The transient thermodynamic model was created with Landmark’s WellCat™ and calibrated by matching predicted drilling fluid temperatures with actual drilling data obtained during the drilling of several cold wells. The calibrated model was used to predict the formation temperature of several hot wells for which drilling data was available. The model was also used to investigate the drilling fluid and wellbore temperatures during the drilling a generic well. This model may be applied for planning the drilling of future hot SAGD wells to ensure the drilling fluid temperatures are not prohibitively high, to calculate necessary cooling capacity at surface and delineate trip speeds/circulation rates necessary to avoid high temperature fluid being circulated to surface.
For instances in which the formation temperature was known the mud return temperature could be matched to within ±1°C. For the cases in which the formation temperature was being estimated by matching the predicted mud return temperature to the actual drilling data the formation temperature was predicted to approximately ±20°C. Formation temperatures of the wells reviewed range between 7° and 200°C. The generic drilling scenarios which were modeled demonstrate that, depending on the formation temperature and the well depth, it is possible for the mud to return to surface at temperatures approaching and potentially exceeding 100°C resulting in the water component of the mud flashing to steam.

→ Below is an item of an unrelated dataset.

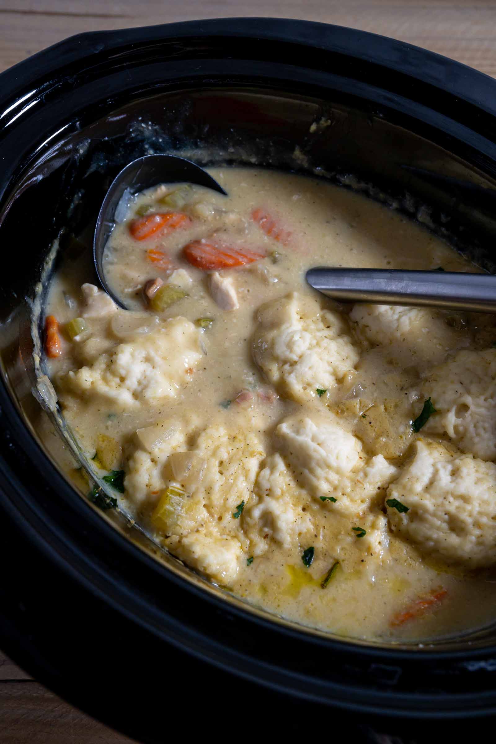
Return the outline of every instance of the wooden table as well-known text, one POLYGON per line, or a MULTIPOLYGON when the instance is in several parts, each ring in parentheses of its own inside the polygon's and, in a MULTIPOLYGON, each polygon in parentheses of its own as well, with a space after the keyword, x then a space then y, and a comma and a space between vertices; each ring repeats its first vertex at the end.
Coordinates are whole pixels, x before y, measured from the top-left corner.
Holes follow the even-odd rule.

When entering a hot wellbore, tripping in slowly as well as circulating during the trip may be required to cool the wellbore and avoid returning excessively high temperature mud to surface.
A small number of SAGD wells have been drilled into steam chambers. The model allows this limited experience to be expanded in a controlled manner. The model may be used for planning of future drilling operations by predicting mud temperatures in a variety of drilling scenarios especially with regard to safety concerns. In addition, the need for employment of mud coolers or specific trip procedures can be evaluated. The approximate accuracy of the simulation software employed is also demonstrated.